Pour détourner l’attention publique turque d’une situation économique alarmante, le pouvoir AKP use de tous les artifices. Les médias qui lui sont assujettis servent une campagne de désinformation où Erdogan attise la fibre nationaliste en Turquie. Depuis sa libération par les Forces Démocratiques Syriennes (FDS) à l’été 2016, Manbij est au cœur de cette grotesque politique mensongère.

 Il y a quelques semaines, le ministre des Affaires étrangères turques Mevlüt Çavuşoğlu a annoncé avoir conclu un accord avec son homologue américain concernant Manbij. Côté turc, la satisfaction est de mise : les Etats-Unis ont accepté le principe d’un retrait des YPJ/YPG, colonne vertébrale des FDS, de leurs conseillers militaires, et la mise en place d’une administration locale sous 90 jours. Pour la Turquie, le retrait de Manbij de ces unités à majorité kurde qu’elle considère comme terroristes ouvre la voie vers la conquête tant espérée de ce carrefour stratégique du nord-syrien. Erdoğan a de quoi se réjouir car à l’heure actuelle, les YPJ/YPG ont déjà quitté la ville à majorité arabe.

« Après la libération de notre ville par le Conseil militaire de Manbij (CMM) et les YPG/YPJ (ndlr : composantes des Forces démocratiques syriennes), nous avons remercié ces dernières pour avoir participé à la libération, raconte Sheikh Faruk, co-président arabe du Conseil exécutif de Manbij. Elles sont parties fin 2016… La coalition le sait parfaitement et malgré tout, il y a eu ces discussions avec la Turquie. Nous attendons d’elle davantage de transparence. » Si cet accord vide de toute substance répond à une logique électoraliste de la part d’Erdoğan et de son parti (AKP), il suscite néanmoins des interrogations du côté de l’administration autonome locale, inquiète de voir les États-Unis dialoguer avec la Turquie. Elle aussi présente militairement à Manbij, la France a affirmé ne pas participer à ces échanges tout en assurant les populations locales de son soutien face aux velléités turques.

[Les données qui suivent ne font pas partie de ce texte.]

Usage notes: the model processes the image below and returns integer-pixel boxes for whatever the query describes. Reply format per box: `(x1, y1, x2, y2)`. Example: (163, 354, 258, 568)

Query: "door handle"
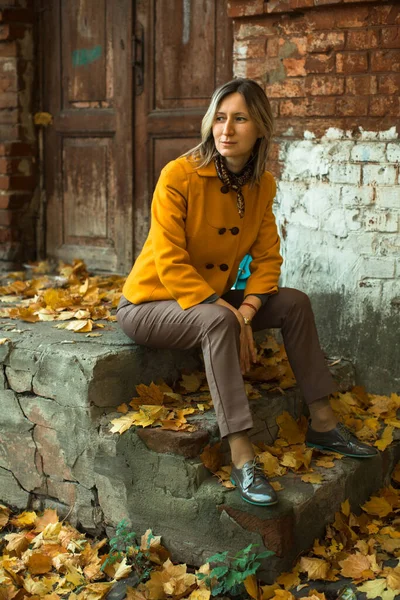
(133, 22, 144, 96)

Conseil militaire de Manbij : « Nous défendrons Manbij, jusqu’au bout »

Par ailleurs, cet effet d’annonce oublie un peu vite que le pouvoir militaire repose entre les mains du CMM, issu de la population locale. Et celui-ci n’est pas du tout disposé à laisser la Turquie entrer dans la ville autogérée par ses communautés arabe, turkmène, kurde et circassienne. Pour Sherwan Darwish, porte-parole du Conseil militaire de Manbij, la situation est simple : « nous souhaiterions avoir de bonnes relations avec la Turquie, nous ne représentons aucune menace pour elle. Mais si elle nous attaque, nous défendrons Manbij jusqu’au bout. Nous sommes les enfants de cette ville, beaucoup de camarades ont donné leur vie pour elle. Il est impensable pour nous de l’abandonner. »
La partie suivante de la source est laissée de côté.